Fig.5 shows animated GIF of a fraction of the whole image, clicking the image shows comparison to the raw Bayer (with the limited gray level), caption links the full size images for these 3 modes.
No de-noise code is used, so amplification of the pixel shot noise is clearly visible, especially on the uniform surfaces, but aliasing cancellation remained functional even with abrupt changing of the convolution kernels as ones shown in Fig.4.
Algorithms suitable for FPGA implementation are tested with the simulation code.
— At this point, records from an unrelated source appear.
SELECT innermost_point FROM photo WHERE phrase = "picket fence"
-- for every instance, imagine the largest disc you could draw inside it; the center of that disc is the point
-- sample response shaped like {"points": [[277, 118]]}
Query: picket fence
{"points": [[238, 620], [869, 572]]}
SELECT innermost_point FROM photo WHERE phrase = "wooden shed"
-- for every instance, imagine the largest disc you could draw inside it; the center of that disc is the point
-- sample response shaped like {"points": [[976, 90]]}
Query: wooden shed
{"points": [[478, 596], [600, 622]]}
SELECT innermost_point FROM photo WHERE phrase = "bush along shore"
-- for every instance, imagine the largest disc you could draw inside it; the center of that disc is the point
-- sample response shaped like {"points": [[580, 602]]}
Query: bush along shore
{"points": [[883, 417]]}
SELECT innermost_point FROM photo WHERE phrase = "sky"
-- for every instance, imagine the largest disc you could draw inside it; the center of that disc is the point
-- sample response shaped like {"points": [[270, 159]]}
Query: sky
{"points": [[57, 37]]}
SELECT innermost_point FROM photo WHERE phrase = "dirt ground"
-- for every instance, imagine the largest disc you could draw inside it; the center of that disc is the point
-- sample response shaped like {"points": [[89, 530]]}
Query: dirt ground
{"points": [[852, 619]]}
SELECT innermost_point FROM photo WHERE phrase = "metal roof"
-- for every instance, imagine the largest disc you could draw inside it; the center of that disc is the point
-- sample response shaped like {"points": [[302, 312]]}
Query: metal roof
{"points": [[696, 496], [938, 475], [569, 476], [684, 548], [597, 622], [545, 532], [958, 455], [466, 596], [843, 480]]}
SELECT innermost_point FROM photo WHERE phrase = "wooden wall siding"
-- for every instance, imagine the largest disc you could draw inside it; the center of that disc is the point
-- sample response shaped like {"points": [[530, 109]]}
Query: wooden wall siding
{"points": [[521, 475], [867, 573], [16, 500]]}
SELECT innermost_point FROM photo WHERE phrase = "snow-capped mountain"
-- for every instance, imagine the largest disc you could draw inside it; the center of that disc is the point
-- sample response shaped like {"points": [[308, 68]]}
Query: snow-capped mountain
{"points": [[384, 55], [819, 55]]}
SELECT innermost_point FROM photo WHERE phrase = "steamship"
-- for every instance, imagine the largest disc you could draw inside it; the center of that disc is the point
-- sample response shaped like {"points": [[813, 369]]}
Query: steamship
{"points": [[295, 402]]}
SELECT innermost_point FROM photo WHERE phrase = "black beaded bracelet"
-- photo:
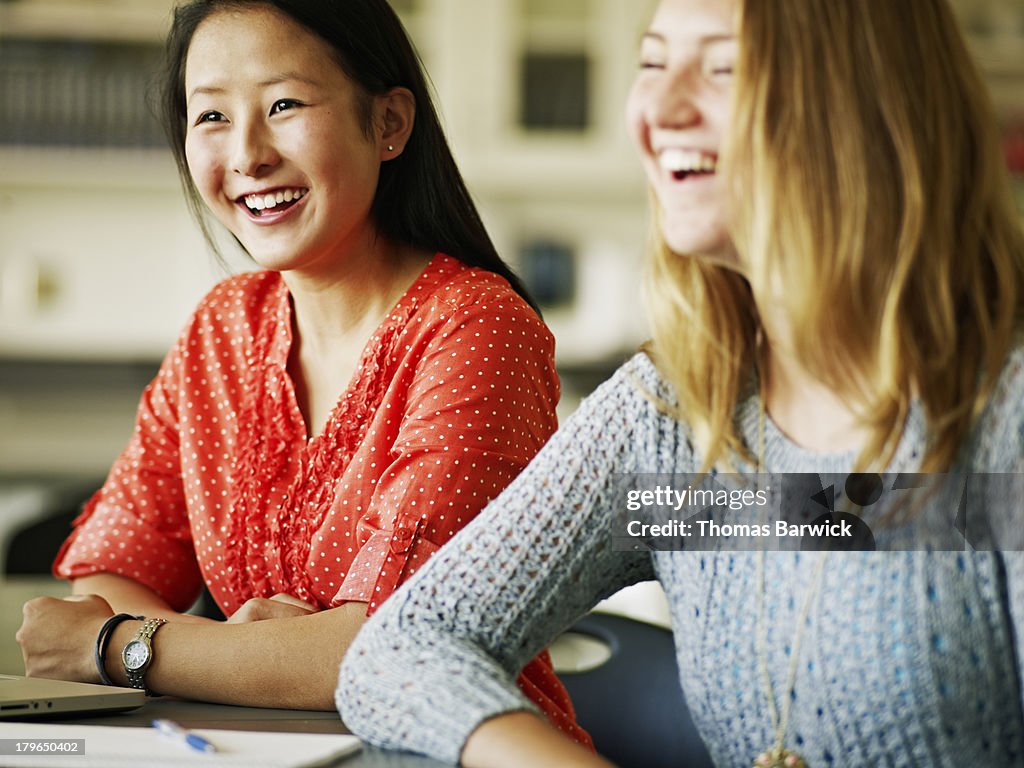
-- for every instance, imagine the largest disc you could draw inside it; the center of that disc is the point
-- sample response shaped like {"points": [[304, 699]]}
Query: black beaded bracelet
{"points": [[103, 640]]}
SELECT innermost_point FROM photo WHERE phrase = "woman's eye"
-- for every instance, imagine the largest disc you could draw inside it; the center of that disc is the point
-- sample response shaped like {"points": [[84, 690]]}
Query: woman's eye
{"points": [[284, 103], [210, 116]]}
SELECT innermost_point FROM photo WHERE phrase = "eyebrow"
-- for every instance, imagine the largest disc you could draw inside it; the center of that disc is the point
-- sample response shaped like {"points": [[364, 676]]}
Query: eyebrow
{"points": [[285, 77], [702, 40]]}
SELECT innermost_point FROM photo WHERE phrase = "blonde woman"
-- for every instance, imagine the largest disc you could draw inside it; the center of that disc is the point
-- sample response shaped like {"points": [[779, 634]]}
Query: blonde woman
{"points": [[837, 286]]}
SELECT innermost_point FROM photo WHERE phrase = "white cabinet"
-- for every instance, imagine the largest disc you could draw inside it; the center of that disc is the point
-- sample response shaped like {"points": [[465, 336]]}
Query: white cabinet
{"points": [[98, 257]]}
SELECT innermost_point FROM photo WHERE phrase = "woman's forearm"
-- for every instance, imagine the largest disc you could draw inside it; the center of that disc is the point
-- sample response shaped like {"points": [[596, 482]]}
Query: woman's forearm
{"points": [[283, 663], [128, 596], [522, 738]]}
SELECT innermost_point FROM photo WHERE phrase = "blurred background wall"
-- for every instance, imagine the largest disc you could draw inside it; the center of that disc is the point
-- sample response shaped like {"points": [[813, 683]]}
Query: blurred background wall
{"points": [[99, 264]]}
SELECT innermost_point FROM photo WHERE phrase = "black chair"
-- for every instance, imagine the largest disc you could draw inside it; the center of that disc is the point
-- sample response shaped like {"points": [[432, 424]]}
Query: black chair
{"points": [[632, 705]]}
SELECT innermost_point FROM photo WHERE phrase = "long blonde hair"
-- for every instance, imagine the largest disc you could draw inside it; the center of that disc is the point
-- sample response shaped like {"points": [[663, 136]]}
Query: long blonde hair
{"points": [[866, 179]]}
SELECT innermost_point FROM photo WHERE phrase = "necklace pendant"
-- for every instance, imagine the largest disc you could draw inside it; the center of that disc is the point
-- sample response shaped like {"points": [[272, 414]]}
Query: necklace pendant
{"points": [[779, 757]]}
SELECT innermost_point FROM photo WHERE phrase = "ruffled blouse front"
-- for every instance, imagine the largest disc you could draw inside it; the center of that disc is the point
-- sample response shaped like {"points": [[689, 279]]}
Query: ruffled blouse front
{"points": [[454, 394]]}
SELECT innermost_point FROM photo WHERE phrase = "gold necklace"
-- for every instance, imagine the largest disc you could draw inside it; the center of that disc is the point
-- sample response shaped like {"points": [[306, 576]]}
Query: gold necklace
{"points": [[778, 756]]}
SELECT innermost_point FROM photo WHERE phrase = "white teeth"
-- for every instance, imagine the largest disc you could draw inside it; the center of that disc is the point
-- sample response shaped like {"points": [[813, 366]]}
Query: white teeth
{"points": [[676, 160], [271, 200]]}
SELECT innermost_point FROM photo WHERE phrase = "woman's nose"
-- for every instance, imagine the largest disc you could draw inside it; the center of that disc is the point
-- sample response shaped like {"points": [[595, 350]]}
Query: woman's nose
{"points": [[253, 152], [671, 101]]}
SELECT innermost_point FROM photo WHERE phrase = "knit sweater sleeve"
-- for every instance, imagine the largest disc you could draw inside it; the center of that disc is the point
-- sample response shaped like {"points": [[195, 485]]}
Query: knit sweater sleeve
{"points": [[441, 654], [1001, 437]]}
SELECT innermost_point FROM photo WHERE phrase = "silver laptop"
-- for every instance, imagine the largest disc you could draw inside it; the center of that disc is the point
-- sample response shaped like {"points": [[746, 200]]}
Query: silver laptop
{"points": [[36, 696]]}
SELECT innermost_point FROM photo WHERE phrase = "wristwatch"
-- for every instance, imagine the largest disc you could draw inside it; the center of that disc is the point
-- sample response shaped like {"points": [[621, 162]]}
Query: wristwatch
{"points": [[137, 654]]}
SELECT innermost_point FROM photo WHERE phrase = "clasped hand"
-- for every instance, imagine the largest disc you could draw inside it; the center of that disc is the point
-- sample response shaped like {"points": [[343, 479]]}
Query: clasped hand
{"points": [[58, 636]]}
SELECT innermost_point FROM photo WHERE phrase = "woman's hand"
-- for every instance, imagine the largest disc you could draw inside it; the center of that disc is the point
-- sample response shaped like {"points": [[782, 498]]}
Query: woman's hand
{"points": [[276, 606], [58, 636]]}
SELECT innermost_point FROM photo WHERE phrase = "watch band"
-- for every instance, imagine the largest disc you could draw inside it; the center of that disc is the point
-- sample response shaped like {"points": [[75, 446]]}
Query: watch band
{"points": [[137, 654], [103, 640]]}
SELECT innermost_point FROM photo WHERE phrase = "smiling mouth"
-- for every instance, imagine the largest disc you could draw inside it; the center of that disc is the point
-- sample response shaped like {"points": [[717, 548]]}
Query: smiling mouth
{"points": [[275, 202], [683, 164]]}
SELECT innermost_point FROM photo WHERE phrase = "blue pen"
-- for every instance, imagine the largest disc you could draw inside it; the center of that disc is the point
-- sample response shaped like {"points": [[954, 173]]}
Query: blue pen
{"points": [[189, 739]]}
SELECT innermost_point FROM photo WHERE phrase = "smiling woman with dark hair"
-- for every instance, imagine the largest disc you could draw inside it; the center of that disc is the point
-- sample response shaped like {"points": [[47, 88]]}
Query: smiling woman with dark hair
{"points": [[326, 423]]}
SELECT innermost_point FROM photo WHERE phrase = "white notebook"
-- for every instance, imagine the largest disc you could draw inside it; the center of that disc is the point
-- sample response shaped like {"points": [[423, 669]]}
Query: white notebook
{"points": [[127, 747]]}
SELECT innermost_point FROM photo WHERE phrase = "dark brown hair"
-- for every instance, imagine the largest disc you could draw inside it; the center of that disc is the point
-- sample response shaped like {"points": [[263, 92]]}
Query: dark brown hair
{"points": [[421, 199]]}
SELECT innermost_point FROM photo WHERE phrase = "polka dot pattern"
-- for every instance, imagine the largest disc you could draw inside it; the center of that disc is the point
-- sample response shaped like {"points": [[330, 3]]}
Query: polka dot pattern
{"points": [[454, 394]]}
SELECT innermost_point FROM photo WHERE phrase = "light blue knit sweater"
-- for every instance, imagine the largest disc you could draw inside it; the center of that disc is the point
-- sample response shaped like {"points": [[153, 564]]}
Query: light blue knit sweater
{"points": [[908, 658]]}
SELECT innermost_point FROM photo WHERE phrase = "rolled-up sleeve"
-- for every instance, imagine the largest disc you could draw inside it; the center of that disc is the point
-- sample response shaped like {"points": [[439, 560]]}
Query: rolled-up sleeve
{"points": [[440, 656], [480, 403], [136, 524]]}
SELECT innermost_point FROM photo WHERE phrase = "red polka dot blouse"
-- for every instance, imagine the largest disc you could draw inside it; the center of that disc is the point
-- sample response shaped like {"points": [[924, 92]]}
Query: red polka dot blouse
{"points": [[453, 395]]}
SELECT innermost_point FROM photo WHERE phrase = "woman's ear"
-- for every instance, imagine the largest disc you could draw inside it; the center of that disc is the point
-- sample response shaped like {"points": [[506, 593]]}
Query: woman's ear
{"points": [[395, 117]]}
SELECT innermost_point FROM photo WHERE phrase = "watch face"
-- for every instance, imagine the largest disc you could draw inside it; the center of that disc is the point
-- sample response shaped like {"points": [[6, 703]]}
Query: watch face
{"points": [[136, 654]]}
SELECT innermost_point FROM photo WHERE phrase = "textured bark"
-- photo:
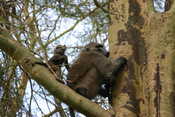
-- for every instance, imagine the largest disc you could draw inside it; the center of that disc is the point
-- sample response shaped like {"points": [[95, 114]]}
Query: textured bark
{"points": [[146, 38], [43, 76]]}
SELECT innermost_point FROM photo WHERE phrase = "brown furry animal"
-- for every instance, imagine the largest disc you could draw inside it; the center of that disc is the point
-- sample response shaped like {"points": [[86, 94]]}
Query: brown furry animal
{"points": [[93, 69], [56, 61]]}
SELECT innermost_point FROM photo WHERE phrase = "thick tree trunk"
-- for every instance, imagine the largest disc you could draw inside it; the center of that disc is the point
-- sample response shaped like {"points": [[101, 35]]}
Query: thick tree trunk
{"points": [[147, 39]]}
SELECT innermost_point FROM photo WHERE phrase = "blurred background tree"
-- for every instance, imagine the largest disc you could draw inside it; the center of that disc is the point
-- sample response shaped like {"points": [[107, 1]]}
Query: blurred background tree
{"points": [[40, 25]]}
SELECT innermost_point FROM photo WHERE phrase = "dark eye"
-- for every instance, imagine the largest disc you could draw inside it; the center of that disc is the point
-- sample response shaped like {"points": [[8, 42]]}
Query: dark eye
{"points": [[99, 46]]}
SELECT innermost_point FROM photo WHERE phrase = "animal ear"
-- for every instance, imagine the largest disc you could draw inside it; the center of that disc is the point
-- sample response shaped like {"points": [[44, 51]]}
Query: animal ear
{"points": [[99, 46], [82, 91]]}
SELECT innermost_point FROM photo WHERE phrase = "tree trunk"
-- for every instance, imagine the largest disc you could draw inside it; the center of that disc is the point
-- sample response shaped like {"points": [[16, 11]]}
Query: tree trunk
{"points": [[146, 38]]}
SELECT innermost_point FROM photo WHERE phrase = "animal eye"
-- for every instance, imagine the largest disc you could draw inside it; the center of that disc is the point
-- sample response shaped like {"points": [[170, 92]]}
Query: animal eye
{"points": [[99, 46]]}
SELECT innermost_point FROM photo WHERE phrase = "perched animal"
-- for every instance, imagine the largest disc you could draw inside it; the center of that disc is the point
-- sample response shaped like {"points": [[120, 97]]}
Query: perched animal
{"points": [[94, 70], [57, 60], [93, 73]]}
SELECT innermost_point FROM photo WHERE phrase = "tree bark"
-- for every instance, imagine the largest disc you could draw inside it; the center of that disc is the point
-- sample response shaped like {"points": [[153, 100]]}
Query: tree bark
{"points": [[147, 39], [43, 76]]}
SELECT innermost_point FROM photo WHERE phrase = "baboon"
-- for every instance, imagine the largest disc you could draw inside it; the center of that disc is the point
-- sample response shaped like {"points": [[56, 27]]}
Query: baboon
{"points": [[56, 61], [93, 69], [93, 73]]}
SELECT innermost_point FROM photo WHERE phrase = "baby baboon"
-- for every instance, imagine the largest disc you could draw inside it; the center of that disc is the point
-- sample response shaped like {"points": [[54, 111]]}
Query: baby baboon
{"points": [[56, 61], [93, 71]]}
Processing of the images subject to the typical optical aberration of the fisheye lens DSL227 does not add significantly to the computational complexity compared to the pure symmetric convolution using lapped MDCT based on the 8×8 pixels two-dimensional DCT-IV.
This solution can be used as a first stage of the real time image correction and rectification, capable of sub-pixel resolution in multiple application areas, such as 3-d reconstruction and autonomous navigation.
 Plonka, Gerlind, and Manfred Tasche. “Fast and numerically stable algorithms for discrete cosine transforms.” Linear algebra and its applications 394 (2005): 309-345.
 Martucci, Stephen A. “Symmetric convolution and the discrete sine and cosine transforms.” IEEE Transactions on Signal Processing 42.5 (1994): 1038-1051. pdf
 Suresh, K., and T. V. Sreenivas. “Linear filtering in DCT IV/DST IV and MDCT/MDST domain.” Signal Processing 89.6 (2009): 1081-1089. Abstract and full text pdf.
 Reju, Vaninirappuputhenpurayil Gopalan, Soo Ngee Koh, and Ing Yann Soon. “Convolution using discrete sine and cosine transforms.” IEEE Signal Processing Letters 14.7 (2007): 445. pdf
 Malvar, Henrique S. “Extended lapped transforms: Properties, applications, and fast algorithms.” IEEE Transactions on Signal Processing 40.11 (1992): 2703-2714.